5. Limitations and conclusion
Some limitations are to be acknowledged. First, our sample of HCWs included an unbalanced proportion between females and males. Women were over-represented in all professional categories, but between physicians, males were more prevalent. Although our results can not be easily generalized to the overall population, this is a reliable picture of the gender-biased prevalence in healthcare professions in Italy. Second, the cross-sectional nature of our data does not allow us to establish the direction of causality, and longitudinal studies are needed to evaluate whether the current stressful condition will be persistent and the consequences it may have on the health status of HCWs. Third, all the questionnaires we used have been validated and shown excellent psychometric properties in the usual administration. However, research has shown that self-completed questionnaires, electronic, and online administration can be used interchangeably for research [74, 75]. Finally, the online administration of a survey is subject to responder bias. Particularly with HCWs during the dramatic pandemic, people who agreed to answer questions on their psychological health might be much more motivated to participate if psychologically distressed. This can surely limit the generalization of our findings by overestimating psychological distress and the need for psychological care.
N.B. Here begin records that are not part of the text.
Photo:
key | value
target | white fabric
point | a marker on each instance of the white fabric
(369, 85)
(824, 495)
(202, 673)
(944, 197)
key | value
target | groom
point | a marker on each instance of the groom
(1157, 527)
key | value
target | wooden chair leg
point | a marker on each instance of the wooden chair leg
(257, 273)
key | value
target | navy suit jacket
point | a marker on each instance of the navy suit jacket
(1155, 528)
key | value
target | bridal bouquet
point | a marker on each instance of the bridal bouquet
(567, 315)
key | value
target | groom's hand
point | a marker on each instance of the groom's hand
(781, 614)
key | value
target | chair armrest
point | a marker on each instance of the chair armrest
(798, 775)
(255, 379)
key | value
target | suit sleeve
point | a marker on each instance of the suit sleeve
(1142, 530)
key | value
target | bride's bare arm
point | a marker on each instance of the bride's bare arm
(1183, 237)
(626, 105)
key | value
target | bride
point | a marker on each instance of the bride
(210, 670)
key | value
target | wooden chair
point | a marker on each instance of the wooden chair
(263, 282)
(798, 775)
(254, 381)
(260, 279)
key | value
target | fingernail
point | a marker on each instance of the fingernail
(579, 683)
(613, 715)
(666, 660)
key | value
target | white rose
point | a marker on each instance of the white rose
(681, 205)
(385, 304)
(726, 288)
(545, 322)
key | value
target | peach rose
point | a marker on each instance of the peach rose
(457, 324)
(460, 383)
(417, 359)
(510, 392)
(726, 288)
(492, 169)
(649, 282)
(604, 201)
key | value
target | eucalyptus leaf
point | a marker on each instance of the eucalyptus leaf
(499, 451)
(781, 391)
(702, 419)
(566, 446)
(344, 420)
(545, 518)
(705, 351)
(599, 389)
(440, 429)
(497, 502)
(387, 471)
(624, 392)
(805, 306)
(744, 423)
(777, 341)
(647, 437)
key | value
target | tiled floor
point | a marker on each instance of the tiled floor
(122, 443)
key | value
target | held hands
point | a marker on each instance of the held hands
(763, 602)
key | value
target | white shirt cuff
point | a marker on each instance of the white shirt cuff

Overall, this study shows that HCWs during the COVID-19 outbreak in Italy experienced a high burden of psychological distress, may be at risk for future psychological health-related consequences, and declared their need for psychological support, particularly if women and younger. Our findings highlight that national health authorities are informed about the psychological impact of the epidemic on the psychological health of Italian HCWs and strongly suggest establishing psychological support services for providing adequate professional care for them. Italian media have often called HCWs "heroes" during the most difficult periods of the national epidemic-related quarantine. This label comes at a cost and HCWs are showing their human nature of fragile heroes.
The present study also rises another relevant problem. Physicians, nurses, technicians, and UAP's distress can be a risk, even beyond the close individual level and it may impact directly their patients' health. Distressed HCWs showed less involvement in their relationship with patients [76], to make more medical mistakes [77], and even to compromise the clinical outcomes of patients [78, 79]. The impact of the socio-economic cost of the COVID-19 epidemic might be, therefore, higher and on a larger scale than a single individual psychological health level, thus reinforcing the need for psychological support for HCWs in their daily work.